The drainfield consisted of five rows of ATL pipe spaced 2 feet on center and covering an area of 24 feet by 72 feet. Beneath the ATL pipes was 6 inches of Indiana Department of Transportation specification 23 sand. Between the pipes was 12 inches of sand, and another 12 inches of sand was placed around the edges of the drainfield. Cover was 12 inches of soil.

Soil was a clay loam, Inman says, with bedrock at 41 inches. There was also a seasonal water table that came up to within 14 inches of the surface, he says.

Because of that water table, the system was equipped with a perimeter drain, Inman says. It was installed 10 feet from the edges of the drainfield and 36 inches below the bottom of the base ATL sand layer. Water was removed by 4-inch corrugated pipe and drained to a drop-off.

Women in transition

The facility is not a shelter in the common understanding and association with domestic violence, says Elizabeth Zuk, executive director of Pam’s Promise. “We are very much just transitional housing. We’re independent living for women and women with children.”

That could mean women who lost housing because of a separation or divorce, she says. It could also be a woman coming out of prison, or a woman moving out of her parents’ house or a house shared with a roommate.

Women stay for different lengths of time. Ideally they will stay no more than six months, but lately that hasn’t worked out, she says. As in other parts of the country, the housing market in Crawfordsville has priced out people with limited means, she says. The city of about 16,500 people is about 50 miles from Indianapolis.

The house itself used to be a vacation home for Lew Wallace, she said. Although known for service in the Civil War and as governor of New Mexico Territory, his fame was linked to writing, most notably Ben Hur, a story turned into motion pictures several times.

One of three homes used by Pam’s Promise, the Wallace house has the greatest square footage but only four bedrooms, Zuk says. (Another home has six bedrooms.) Each woman is assigned to a bedroom, and mattresses for children are fitted into each room as needed.

Don Orr, a local Montgomery County’s environmental health specialist, connected Pam’s Promise to IOWPA, she says.

A good cause

When the field day came, workers from Dutcher Trenching ensured the installation went smoothly, Inman says.

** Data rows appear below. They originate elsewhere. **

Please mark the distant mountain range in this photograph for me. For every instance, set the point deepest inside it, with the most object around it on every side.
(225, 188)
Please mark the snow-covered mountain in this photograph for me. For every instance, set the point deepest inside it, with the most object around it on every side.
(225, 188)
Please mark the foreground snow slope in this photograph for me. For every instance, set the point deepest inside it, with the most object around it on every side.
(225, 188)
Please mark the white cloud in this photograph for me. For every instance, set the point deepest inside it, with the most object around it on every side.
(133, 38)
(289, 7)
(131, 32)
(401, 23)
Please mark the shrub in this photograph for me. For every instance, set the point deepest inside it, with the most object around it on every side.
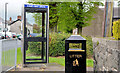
(89, 47)
(116, 29)
(57, 44)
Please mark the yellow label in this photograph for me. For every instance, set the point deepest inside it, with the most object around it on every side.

“What we like to do with attendees, when we get out there, is get them to understand proper installation — trying not to damage the soil in the process of installation, spacing, how to properly put the piping in, how to place the sand,” Inman says.

Use of a poly tank provided another education opportunity, he says. “We took the opportunity to educate them on how to properly backfill one, how to properly install riser systems.” In Indiana that also means installing a secondary safety device, in this case the Infiltrator Safety Star system, a plastic grid that fastens inside the riser and will prevent falling into a tank if the lid is removed.

Although the house had a flow equivalent to three bedrooms, the final sizing was for a five-bedroom home, plus a bit more so the facility has some options about the number of people it holds, Inman says. Pam’s Promise had the need for this project, he says, and it was a good cause.